Pour sa 10e édition, qui se tient ce samedi 18 juillet 2026, le festival Jour de Cher confirme sa place à part dans le paysage culturel local. Entre radeaux décorés, spectacles sur les berges et passage spectaculaire au pied de Chenonceau, l’événement gratuit continue de fédérer habitants et visiteurs autour de la rivière.
Dix ans déjà que Jour de Cher transforme la vallée en grande scène flottante. Né d’une envie simple, « enchanter la vallée du Cher pendant une journée », selon Gwendal Stéphan, programmateur du festival, l’événement s’est imposé comme un rendez-vous populaire et familial. L’idée de départ puisait dans les anciennes traditions carnavalesques et les cavalcades de Bléré. L’idée est alors de déplacer le défilé, autrefois organisé dans les rues, sur la rivière. Les chars sont devenus radeaux, et le Cher s’est changé en fil rouge de la journée.

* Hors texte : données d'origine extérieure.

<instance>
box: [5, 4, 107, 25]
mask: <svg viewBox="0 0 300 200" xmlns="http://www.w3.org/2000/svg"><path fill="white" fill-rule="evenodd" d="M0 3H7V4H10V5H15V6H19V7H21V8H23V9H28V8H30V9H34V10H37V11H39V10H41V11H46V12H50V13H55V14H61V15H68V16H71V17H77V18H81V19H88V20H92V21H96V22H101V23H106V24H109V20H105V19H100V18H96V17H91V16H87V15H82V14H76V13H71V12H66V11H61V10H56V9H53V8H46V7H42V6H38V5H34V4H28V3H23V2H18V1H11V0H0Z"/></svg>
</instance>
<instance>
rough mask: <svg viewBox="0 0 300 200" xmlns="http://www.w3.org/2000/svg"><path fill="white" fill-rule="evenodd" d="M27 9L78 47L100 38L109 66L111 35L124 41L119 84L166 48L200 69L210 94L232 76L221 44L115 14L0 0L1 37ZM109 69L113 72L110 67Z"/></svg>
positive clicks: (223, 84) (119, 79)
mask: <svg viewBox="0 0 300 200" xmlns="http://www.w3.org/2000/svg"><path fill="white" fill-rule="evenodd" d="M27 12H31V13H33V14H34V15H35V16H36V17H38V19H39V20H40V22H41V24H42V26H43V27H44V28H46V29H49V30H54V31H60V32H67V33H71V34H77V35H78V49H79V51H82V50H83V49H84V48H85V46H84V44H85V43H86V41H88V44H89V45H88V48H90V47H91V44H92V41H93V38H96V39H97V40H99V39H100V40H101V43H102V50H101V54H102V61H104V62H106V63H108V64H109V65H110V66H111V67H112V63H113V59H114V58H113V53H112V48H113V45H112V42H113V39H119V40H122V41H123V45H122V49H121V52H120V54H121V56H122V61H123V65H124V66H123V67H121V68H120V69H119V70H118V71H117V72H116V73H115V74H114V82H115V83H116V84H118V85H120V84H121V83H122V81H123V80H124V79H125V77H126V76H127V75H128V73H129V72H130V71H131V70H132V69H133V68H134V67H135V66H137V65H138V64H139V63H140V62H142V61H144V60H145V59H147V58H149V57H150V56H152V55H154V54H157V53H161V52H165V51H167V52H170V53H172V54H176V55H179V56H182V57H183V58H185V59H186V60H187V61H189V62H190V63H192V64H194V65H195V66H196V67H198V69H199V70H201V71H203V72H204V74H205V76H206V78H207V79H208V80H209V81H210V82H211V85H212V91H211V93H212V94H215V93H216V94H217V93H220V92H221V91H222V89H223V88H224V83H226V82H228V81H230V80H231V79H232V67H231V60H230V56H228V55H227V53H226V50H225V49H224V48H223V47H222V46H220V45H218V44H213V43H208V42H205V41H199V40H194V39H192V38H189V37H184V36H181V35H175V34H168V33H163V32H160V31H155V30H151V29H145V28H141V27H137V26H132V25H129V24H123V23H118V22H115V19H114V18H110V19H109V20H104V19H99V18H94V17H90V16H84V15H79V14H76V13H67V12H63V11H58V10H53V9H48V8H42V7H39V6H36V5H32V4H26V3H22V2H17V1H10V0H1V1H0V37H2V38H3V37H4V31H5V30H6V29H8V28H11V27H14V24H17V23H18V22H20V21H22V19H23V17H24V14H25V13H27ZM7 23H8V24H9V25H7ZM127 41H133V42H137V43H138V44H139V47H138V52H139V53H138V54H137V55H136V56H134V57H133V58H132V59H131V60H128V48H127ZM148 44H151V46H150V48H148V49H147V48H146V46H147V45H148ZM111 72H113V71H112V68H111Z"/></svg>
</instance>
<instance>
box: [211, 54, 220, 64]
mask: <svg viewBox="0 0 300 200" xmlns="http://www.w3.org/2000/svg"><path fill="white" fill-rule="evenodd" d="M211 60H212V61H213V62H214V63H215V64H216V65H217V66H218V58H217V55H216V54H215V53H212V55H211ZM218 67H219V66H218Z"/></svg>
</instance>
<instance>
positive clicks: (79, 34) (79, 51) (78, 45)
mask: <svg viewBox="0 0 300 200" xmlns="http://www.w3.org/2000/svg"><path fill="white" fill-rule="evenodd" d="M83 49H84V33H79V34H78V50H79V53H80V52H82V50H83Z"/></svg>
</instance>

« Quand les gens s’approprient l’événement, tout coule de source »
Chaque année, les quinze communes de la communauté de communes « Autour de Chenonceaux » reçoivent une structure qu’elles décorent librement. Aucun thème n’est imposé. Cette liberté est l’une des forces de la manifestation. Les habitants se retrouvent pour imaginer, construire, peindre et faire vivre leur embarcation. « Les habitants s’approprient l’événement », souligne Gwendal Stéphan. « Et quand les gens s’approprient l’événement, alors là, tout coule de source. »
Mais Jour de Cher ne se résume pas à son cortège flottant. Tout au long du parcours, les maisons éclusières et les barrages à aiguilles, espacés d’environ cinq kilomètres, deviennent des haltes animées. On y trouve des buvettes, des espaces de restauration, des pique-niques, des fanfares, un karaoké décalé ou encore des interventions artistiques. Le public peut choisir de suivre un spectacle, de marcher, pédaler, se balader… au rythme du défilé ou simplement de s’installer au bord de l’eau. « Si vous n’avez pas envie de voir de spectacle, il n’y a aucune obligation », rappelle Gwendal Stéphan. « On fait de très, très belles siestes dans les maisons éclusières du bord de Cher. »
La programmation artistique cherche, elle aussi, à cultiver la surprise. Cette année, le public pourra croiser le pianiste itinérant BjöRN GOTTSCHALL, le performer Johan Swartvagher, marathonien et jongleur, ou encore le Green Line Marching Band, fanfare électrique nantaise composée de cinq guitaristes. « Tous les ans, on essaie de débusquer des petites pépites artistiques surprenantes, incongrues dans le paysage », explique le programmateur. L’équilibre est revendiqué : mêler des formes populaires, accessibles, parfois traditionnelles, à des propositions plus contemporaines. « Ce qu’on aime bien faire, c’est vous surprendre », résume-t-il.
« On n’est pas chez nous, c’est le Cher qui est chez lui »
Au-delà de l’animation, Jour de Cher revendique une ambition sensible. « Moi, je pense beaucoup à l’émotion qu’on procure », confie Gwendal Stéphan. Le festival veut offrir une parenthèse, une « petite suspension émotionnelle », un moment où une musique, une image ou une rencontre peuvent faire basculer la journée. Le passage des radeaux sous le château de Chenonceau reste à ce titre l’un des temps forts. Même ceux qui connaissent déjà le monument redécouvrent sa silhouette depuis la rivière. « On est toujours subjugué par la beauté de ce château », insiste le programmateur.
Gratuit, ouvert à tous, Jour de Cher attire désormais environ 10 000 personnes. Le public est à la fois local et touristique. Cette diversité nourrit l’atmosphère du festival. « On n’est pas chez nous, c’est le Cher qui est chez lui » tient à rappeler Gwendal Stéphan en conclusion. Une manière de rappeler que la fête, pour durer, devra continuer à prendre soin de la rivière qui la porte.